London flagship market squeezes as metal builds up in China, says Andy Home
LONDON, Aug. 9 (Reuters) – London’s main market took a walk on the wild side last week.
The London Metal Exchange’s (LME) three-month lead first rose and then collapsed as time gaps hit their highest levels in a decade.
Turbulence peaked on Wednesday as bulls and bears beat it during the monthly LME options expiration day. The bears appear to have gained, with price rising from Wednesday’s high of $ 2,412.50 per tonne to $ 2,275.00 currently as spreads ease again.
However, LME stocks are still very low and the physical supply chain remains very stressed, providing plenty of scope for further positioning conflicts.
The whole world lead seems to be in China, where the warehouses are packed. Some of that surplus is expected to flow through the arbitrage window, but so far there have been few signs of movement.
Until Chinese exports flow in, the already marked imbalances in risk in the global lead market could become even more extreme.
On Wednesday, LME traders were vying for a slice of call options – 800 lots (20,000 tonnes) – perched on the strike price of $ 2,400 per tonne.
The three-month cash flow gap
Part of the problem is low inventory. LME’s most recent daily reports show two entities each sitting on 30-40% of available stock and a dominant position in long-term cash equivalent to over 90% of the shares.
LME stocks currently total only 58,500 tonnes, down nearly 75,000 tonnes from the start of the year. Excluding the 18,925 tonnes awaiting physical loading, the available tonnage is only 39,575 tonnes, close to the decade low of 36,650 tonnes observed in 2019.
Beyond the London market, European supply has been hit by the outage of the German foundry in Stolberg, which declared force majeure last month due to flooding.
The US market is even shorter in metal, with buyers paying record premiums of 15 to 18 cents per pound ($ 330 to $ 400 per tonne) over LME to obtain physical lead, according to Fastmarkets.
Supply stress in North America will not be helped by downsizing operations at Teck Resources’ Trail smelter in Canada, which last year produced 73,000 tonnes of refined metal. The lead smelting activity was interrupted due to poor ambient air quality caused by forest fires.
Compare and contrast with the main Chinese market.
Metal stocks registered with the Shanghai Futures Exchange (ShFE) have jumped 136,000 tonnes since early January to reach 181,391 tonnes, the highest level recorded since the launch of the lead contract in 2011.
Unsurprisingly, there isn’t a hint of tension on the front end of the futures curve and the outright price action has been largely mundane and sideways.
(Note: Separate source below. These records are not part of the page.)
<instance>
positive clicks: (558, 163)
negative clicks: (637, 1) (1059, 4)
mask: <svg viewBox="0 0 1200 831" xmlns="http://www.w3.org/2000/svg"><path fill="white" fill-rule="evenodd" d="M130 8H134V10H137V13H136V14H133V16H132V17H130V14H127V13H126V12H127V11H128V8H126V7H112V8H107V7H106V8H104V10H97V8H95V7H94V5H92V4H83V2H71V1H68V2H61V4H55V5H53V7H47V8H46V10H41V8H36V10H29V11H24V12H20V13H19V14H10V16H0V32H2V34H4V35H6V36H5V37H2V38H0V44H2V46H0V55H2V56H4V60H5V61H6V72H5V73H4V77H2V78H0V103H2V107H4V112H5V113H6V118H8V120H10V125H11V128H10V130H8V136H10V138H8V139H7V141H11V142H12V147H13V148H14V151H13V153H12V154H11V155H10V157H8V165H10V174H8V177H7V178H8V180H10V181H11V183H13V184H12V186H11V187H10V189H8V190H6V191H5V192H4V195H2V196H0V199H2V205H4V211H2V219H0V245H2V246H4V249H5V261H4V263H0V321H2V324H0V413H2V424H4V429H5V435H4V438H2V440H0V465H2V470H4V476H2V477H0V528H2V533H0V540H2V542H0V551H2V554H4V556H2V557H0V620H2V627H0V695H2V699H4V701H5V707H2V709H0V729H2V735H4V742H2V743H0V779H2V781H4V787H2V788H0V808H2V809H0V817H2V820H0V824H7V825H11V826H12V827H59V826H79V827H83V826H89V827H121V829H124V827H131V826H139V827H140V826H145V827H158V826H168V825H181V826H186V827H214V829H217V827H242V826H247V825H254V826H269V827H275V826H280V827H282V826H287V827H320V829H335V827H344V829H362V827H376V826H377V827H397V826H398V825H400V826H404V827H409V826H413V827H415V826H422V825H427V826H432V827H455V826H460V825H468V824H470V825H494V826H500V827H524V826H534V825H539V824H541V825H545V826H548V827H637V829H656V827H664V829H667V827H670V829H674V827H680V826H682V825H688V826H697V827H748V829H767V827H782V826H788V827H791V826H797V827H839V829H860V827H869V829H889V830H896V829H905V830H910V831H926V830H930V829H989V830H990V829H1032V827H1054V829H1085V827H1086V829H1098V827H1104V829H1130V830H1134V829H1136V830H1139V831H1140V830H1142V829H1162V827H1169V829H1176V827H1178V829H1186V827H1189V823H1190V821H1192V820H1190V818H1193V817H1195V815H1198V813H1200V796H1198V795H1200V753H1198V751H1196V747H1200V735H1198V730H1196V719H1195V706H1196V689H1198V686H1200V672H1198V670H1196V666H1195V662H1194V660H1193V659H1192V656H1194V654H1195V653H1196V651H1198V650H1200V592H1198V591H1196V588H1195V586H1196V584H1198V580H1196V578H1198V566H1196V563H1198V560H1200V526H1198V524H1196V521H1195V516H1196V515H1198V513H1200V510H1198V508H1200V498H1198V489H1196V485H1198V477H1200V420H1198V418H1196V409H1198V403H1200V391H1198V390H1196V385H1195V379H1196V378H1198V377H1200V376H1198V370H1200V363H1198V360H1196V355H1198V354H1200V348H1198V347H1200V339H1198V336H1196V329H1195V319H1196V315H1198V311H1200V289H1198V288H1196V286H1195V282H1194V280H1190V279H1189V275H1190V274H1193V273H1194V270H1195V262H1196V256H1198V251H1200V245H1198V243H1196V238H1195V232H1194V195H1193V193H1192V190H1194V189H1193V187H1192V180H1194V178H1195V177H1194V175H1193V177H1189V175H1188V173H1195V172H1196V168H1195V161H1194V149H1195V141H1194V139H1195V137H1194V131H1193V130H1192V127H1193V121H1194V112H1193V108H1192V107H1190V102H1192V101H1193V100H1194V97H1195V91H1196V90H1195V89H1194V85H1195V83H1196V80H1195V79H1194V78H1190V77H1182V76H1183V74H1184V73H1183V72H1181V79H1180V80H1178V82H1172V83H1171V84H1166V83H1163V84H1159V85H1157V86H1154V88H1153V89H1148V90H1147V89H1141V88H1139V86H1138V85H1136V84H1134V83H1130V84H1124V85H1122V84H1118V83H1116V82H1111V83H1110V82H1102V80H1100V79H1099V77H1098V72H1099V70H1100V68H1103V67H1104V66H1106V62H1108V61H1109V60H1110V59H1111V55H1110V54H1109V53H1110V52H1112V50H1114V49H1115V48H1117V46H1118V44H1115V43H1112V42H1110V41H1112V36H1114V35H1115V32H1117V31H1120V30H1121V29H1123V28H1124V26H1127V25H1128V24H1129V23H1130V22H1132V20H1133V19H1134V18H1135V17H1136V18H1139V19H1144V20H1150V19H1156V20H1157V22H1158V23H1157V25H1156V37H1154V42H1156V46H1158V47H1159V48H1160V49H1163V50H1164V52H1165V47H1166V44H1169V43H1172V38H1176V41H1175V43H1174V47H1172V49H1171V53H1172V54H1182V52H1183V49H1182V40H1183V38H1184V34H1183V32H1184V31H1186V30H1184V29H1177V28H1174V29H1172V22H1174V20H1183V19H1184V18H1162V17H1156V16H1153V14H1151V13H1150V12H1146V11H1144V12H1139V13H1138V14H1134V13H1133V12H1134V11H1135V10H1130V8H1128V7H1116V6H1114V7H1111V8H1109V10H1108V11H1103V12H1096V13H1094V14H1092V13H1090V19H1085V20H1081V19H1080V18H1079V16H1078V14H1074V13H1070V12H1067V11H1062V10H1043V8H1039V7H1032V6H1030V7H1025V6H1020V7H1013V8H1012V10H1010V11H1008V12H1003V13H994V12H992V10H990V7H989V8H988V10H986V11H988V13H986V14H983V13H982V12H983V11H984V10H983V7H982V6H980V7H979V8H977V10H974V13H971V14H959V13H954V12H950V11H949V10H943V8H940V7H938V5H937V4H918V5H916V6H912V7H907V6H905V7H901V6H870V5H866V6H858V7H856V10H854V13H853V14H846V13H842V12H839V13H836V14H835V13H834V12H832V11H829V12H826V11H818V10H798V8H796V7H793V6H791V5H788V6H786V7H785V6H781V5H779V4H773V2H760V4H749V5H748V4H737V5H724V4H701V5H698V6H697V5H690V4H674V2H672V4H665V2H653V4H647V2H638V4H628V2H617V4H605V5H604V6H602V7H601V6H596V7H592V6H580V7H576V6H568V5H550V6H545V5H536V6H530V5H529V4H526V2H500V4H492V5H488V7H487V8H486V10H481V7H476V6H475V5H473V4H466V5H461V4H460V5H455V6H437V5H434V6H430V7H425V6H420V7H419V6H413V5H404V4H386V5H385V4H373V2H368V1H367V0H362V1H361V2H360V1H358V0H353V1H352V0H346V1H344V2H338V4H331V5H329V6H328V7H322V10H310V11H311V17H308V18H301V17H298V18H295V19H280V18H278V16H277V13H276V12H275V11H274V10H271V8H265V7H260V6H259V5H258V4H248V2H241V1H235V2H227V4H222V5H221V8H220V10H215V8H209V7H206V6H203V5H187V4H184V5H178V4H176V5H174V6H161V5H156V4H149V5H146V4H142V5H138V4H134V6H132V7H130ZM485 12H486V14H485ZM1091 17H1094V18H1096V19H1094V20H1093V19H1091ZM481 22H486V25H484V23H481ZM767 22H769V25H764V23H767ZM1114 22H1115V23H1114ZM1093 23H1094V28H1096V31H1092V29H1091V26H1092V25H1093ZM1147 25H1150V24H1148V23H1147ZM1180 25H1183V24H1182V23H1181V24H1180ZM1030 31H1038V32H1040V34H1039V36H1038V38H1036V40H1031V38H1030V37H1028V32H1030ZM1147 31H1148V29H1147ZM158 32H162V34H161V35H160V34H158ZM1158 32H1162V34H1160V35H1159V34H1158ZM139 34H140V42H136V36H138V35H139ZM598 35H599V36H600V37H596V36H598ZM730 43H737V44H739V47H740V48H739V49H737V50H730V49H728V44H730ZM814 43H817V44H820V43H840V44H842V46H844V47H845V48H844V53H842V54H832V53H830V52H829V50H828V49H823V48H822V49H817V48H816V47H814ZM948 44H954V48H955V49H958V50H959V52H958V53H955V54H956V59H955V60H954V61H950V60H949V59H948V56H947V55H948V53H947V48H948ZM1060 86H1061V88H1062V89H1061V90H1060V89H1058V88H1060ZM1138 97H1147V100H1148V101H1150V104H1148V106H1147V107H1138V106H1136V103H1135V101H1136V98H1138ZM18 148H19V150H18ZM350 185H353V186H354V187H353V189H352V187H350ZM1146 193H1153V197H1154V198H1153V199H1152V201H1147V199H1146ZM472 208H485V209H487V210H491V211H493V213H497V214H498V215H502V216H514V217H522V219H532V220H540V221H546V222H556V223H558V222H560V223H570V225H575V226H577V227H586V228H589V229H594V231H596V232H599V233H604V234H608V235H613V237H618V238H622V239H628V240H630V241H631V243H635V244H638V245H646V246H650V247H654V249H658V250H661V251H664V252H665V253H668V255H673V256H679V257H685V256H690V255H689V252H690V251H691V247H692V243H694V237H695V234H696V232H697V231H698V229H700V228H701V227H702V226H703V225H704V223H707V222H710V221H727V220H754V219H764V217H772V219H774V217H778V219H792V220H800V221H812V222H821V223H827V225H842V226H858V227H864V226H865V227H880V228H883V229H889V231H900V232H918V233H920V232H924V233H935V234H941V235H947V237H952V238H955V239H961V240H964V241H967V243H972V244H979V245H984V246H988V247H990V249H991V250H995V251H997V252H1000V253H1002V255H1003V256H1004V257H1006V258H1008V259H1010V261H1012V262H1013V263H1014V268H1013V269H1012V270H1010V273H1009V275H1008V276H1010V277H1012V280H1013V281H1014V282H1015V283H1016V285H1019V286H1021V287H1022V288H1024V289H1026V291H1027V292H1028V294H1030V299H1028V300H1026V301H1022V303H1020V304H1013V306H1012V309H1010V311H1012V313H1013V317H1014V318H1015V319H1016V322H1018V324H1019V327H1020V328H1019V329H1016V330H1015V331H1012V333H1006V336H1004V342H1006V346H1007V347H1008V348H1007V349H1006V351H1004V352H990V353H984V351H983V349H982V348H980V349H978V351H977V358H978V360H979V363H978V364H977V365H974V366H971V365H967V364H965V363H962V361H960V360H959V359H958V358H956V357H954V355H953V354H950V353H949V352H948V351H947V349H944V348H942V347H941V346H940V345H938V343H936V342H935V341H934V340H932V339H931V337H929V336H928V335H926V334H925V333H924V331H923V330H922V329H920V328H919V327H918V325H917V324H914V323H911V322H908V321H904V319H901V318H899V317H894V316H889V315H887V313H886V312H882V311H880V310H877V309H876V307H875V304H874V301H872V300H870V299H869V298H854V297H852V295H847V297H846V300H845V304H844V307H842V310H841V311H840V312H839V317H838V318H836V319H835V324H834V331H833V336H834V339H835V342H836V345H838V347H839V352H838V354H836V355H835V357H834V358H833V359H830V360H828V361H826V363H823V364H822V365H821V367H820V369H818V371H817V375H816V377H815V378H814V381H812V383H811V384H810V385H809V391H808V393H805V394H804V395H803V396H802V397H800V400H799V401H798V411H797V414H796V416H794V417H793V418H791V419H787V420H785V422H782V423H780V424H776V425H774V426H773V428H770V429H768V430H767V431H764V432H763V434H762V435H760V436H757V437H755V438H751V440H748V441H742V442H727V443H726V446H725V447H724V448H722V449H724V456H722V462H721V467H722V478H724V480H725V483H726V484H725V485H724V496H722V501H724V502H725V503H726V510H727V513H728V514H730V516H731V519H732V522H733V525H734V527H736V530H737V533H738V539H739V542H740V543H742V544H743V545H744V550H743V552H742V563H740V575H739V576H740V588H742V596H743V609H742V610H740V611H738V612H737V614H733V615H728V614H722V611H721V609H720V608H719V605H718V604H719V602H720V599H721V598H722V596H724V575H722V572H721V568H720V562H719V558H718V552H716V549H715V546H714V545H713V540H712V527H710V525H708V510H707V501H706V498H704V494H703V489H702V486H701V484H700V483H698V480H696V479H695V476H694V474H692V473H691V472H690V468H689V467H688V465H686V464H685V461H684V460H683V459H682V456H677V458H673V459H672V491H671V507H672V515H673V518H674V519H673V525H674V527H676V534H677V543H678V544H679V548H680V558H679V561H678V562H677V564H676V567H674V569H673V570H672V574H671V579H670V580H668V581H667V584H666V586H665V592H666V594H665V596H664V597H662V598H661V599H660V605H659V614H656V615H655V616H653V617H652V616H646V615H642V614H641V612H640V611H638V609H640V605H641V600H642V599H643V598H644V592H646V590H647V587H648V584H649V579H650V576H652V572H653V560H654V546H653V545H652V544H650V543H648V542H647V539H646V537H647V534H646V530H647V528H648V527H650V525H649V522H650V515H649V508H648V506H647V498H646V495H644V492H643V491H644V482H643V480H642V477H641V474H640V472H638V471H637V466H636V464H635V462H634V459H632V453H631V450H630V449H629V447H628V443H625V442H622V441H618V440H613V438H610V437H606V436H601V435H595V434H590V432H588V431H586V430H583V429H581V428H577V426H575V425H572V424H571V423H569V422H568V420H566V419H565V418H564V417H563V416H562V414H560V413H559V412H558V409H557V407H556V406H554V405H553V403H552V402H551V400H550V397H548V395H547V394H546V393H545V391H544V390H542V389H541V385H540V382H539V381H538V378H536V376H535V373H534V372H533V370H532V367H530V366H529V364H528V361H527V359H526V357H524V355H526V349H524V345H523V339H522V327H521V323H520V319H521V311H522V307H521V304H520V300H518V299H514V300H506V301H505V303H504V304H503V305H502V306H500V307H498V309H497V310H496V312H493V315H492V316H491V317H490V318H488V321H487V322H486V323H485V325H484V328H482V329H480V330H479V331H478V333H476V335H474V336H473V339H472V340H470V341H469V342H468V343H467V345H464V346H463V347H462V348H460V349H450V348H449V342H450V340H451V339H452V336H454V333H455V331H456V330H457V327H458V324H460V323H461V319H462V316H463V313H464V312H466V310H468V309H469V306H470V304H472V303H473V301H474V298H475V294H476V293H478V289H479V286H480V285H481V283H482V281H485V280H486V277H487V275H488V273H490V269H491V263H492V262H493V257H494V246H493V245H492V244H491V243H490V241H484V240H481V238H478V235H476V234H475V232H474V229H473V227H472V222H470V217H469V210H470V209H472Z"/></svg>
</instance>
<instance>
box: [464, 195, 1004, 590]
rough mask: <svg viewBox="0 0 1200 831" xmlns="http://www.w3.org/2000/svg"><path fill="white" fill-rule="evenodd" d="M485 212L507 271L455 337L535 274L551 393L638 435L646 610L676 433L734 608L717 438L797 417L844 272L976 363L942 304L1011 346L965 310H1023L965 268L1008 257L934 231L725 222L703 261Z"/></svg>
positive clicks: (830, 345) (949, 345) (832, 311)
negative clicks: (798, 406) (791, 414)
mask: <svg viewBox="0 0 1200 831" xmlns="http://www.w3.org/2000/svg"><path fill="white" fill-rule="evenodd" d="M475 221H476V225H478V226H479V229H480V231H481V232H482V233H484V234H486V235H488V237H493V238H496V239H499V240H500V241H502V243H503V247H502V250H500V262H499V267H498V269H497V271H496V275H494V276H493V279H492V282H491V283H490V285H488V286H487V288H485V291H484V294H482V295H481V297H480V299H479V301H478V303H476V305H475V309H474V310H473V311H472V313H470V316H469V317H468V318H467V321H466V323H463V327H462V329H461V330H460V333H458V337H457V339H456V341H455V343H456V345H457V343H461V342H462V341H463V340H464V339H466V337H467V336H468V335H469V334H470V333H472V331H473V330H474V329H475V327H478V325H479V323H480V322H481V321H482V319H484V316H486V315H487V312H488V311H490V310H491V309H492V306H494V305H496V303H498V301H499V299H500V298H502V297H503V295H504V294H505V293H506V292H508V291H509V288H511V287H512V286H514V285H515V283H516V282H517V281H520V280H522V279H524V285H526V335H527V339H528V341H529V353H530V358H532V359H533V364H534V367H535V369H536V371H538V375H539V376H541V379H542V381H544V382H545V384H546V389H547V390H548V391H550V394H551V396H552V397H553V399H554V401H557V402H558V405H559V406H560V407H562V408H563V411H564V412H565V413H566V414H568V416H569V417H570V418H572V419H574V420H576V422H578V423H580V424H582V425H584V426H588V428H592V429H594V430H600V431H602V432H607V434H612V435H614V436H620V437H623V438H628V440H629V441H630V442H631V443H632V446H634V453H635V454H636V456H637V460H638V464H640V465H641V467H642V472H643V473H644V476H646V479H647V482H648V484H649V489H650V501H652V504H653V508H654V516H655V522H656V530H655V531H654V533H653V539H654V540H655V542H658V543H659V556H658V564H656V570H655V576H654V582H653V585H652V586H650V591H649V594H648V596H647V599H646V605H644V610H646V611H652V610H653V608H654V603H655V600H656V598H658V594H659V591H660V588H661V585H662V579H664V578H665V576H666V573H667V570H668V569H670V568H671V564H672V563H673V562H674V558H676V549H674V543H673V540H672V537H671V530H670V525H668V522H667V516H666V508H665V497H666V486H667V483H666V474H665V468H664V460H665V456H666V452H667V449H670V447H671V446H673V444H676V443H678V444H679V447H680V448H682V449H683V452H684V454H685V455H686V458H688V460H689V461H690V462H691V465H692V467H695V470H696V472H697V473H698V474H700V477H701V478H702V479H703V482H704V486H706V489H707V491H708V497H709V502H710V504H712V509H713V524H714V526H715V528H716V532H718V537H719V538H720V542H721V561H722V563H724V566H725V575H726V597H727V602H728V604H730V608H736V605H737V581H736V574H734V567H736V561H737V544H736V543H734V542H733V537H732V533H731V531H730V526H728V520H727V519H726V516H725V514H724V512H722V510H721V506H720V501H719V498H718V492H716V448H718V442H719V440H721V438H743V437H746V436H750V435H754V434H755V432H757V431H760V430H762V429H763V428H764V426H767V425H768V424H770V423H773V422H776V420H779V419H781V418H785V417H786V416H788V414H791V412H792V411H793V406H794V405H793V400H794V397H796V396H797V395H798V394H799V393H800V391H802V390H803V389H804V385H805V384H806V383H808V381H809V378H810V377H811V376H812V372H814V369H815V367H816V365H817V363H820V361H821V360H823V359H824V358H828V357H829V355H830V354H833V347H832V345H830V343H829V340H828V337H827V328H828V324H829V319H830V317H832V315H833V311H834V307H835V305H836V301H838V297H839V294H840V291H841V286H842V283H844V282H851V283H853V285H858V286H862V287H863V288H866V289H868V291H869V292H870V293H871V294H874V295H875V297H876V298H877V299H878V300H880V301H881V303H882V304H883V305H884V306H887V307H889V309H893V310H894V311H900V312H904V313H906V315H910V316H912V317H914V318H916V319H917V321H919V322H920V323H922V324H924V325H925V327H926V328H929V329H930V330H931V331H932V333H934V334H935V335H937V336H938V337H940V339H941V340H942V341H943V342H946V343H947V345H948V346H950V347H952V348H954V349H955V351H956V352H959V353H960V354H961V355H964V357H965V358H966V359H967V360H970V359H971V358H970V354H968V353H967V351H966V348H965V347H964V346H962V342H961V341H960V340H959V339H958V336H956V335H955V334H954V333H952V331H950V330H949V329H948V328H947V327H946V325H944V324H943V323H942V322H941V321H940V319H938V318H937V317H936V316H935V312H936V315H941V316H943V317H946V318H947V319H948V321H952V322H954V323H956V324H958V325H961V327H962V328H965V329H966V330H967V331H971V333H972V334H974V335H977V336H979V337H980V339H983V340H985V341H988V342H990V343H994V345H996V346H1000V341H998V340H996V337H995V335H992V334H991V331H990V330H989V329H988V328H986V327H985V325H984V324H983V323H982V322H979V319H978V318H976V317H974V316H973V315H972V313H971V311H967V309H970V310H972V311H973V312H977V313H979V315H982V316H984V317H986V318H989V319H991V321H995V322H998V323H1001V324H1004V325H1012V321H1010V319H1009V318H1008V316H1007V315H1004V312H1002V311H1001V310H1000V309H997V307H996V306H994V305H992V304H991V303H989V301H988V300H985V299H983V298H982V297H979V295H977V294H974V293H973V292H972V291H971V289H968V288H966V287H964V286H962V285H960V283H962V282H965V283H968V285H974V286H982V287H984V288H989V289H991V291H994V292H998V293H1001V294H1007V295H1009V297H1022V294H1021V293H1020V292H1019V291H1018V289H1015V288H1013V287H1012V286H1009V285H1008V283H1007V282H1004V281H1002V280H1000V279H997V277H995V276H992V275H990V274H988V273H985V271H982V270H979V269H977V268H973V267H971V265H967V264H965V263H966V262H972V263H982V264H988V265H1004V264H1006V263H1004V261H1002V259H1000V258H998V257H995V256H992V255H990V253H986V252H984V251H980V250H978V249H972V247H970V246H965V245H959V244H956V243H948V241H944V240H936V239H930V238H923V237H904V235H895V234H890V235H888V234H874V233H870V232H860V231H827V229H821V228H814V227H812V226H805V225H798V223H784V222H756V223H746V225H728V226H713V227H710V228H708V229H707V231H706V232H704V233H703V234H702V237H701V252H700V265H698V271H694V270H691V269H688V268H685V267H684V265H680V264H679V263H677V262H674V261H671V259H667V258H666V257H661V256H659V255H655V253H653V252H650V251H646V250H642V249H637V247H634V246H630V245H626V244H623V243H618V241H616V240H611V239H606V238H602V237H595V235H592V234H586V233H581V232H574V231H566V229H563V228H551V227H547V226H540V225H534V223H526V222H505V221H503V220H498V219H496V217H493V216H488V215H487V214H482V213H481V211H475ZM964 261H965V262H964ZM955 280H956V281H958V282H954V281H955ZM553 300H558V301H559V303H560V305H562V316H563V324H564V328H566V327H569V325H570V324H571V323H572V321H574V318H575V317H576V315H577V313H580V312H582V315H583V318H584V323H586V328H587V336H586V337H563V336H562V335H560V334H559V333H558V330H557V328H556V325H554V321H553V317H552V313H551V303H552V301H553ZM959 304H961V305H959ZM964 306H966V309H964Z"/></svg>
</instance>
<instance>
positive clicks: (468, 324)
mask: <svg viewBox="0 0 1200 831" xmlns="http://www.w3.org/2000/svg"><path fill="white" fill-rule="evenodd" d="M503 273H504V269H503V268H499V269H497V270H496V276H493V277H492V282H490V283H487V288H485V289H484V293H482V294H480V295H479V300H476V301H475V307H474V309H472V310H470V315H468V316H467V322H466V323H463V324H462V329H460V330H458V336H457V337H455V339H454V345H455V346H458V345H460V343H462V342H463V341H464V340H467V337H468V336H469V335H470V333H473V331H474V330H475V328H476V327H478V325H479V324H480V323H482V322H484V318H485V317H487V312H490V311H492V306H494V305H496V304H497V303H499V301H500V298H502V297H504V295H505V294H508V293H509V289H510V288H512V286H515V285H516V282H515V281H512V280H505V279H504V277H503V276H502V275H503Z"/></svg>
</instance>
The price of LME lead is still up 10% from the start of the year even after falling late last week. The Shanghai price, on the other hand, only rose 1%, as large excess inventory curbed speculative minds.
Behind the stock mountain hides a 21% jump in Chinese refined lead production in the first half of the year, the highest production growth rate of any major industrial metal.
Obviously, domestic demand has not been able to keep pace, leaving a lot of surplus metal in ShFE’s warehouses.
So far at least he’s showing no signs of wanting to go anywhere.
Chinese refined lead exports totaled a meager 1,038 tonnes in the first half of the year, with only 51 tonnes released in June.
The country was a major importer over the period 2017-2019, but entries almost dried up, although they still exceeded exports in the first half of 2021 to the tune of 370 net tonnes.
The lack of response from exports is surprising, given the clear signs of supply difficulties emanating from both the LME contract and the physical market.
However, it should be noted that 91% of ShFE lead stocks are justified, suggesting that they may be sticky.
BRIDGING THE GAP
Arbitrage flows from China still seem the most likely salvation for major buyers elsewhere, especially those short on LME deadlines.
The international lead and zinc study group estimates a global supply surplus of 50,000 tonnes in the first five months of May, but significantly more metal than has surfaced in China, implying that the world outside of China is experiencing a supply deficit.
Foundry outages like those in Germany and Canada could not have come at a worse time as the supply chain prepares to meet automotive demand for replacement batteries and new lead-acid batteries.
Add to that the continued disruption of global freight, especially containerized freight such as that used to transport refined metals, and the main market outside of China is experiencing a perfect storm.
China can save the day, but until it does, the lead could be a wilder time.